A hijack message transmitted by the pilot of a JetBlue flight at the JFK Airport in New York created a panic situation and SWAT came to the scene. Flight 1623 was bound for Los Angeles and the pilot was having some problems with the radio transmission. This resulted in security carrying out a laid down drill which resulted in total disorder.

Daily Mail UK reports that while police and firefighters surrounded A320 Airbus, armed SWAT members stormed on board, asked the travelers to put up their hands and searched the aircraft.

Airlines are afraid of hijacks

The threat of hijack on the JetBlue flight to Los Angeles appeared to be a false alarm because the pilot had transmitted the wrong code to the controller on the ground. Shortly before departure from JFK Airport, the pilot had difficulties with the onboard radio equipment and wanted to pass on the message to the ground. He relayed the matter of a communication error to the controllers, but due to an oversight, he used the code assigned for a hijacking.

Immediately, the hijacking drill was initiated and the aircraft that was taxiing was stopped on the tarmac, surrounded by officials and it was prevented from proceeding to the terminal. A spokeswoman for JetBlue has described the incident as a "false alarm." According to investigations, it was discovered that there was no security threat and the aircraft was allowed to proceed to its destination.

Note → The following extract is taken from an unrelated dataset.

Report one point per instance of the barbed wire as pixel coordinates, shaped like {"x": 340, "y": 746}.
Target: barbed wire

Relevant authorities like the Department of Homeland Security, the FBI, and the Federal Aviation Administration have been kept in the picture.

Pilots must be careful with hijack code

In order to ensure the safety of the aircraft and its passengers from hijacking, strict security measures have been introduced. Possibilities of a hijack are remote and have also reduced considerably.

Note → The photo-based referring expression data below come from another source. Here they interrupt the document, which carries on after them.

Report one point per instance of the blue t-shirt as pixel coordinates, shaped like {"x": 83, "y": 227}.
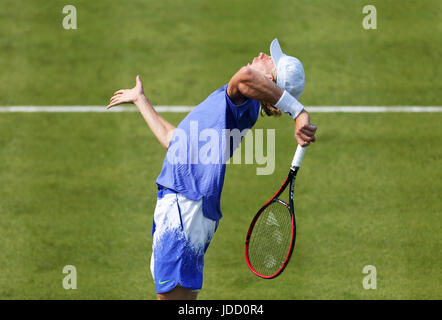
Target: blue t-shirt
{"x": 201, "y": 145}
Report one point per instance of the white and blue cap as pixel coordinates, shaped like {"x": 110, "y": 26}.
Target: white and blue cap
{"x": 289, "y": 71}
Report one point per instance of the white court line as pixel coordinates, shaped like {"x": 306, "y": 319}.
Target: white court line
{"x": 331, "y": 109}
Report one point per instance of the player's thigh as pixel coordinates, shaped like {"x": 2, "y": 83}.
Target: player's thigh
{"x": 178, "y": 293}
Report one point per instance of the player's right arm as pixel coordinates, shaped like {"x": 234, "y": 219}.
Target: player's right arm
{"x": 162, "y": 129}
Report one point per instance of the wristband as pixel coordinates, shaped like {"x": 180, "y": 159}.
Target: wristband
{"x": 288, "y": 104}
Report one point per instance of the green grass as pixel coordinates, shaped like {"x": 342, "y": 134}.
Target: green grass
{"x": 368, "y": 193}
{"x": 78, "y": 189}
{"x": 185, "y": 49}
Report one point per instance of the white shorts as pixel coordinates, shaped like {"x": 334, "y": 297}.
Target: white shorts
{"x": 181, "y": 236}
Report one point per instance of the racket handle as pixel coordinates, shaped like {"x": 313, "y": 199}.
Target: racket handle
{"x": 297, "y": 159}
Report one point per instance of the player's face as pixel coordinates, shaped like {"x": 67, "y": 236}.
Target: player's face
{"x": 263, "y": 63}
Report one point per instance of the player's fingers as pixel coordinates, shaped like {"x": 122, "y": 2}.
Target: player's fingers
{"x": 303, "y": 136}
{"x": 302, "y": 142}
{"x": 115, "y": 98}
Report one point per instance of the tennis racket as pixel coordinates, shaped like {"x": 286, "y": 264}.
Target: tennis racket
{"x": 272, "y": 233}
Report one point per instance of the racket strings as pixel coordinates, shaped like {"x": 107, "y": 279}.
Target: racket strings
{"x": 270, "y": 240}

However, the incident at JFK Airport must have taken the authorities by surprise.

New York Daily News confirmed that many people on the flight were scared out of their wits. One woman tweeted that she thought she would not get out alive. The pilot even held up his phone number at once stage, hoping the police would call him so he could talk to them and tell them what had happened on the JetBlue flight headed for Los Angeles

It was a false alarm and all concerned took prompt action to handle the issue but there should be some double check procedure in place when such sensitive codes are used. To err is human and whenever the hijack code is used, there must be an audio or visual feedback to confirm that all is in order. That way, human error of this nature can be minimized.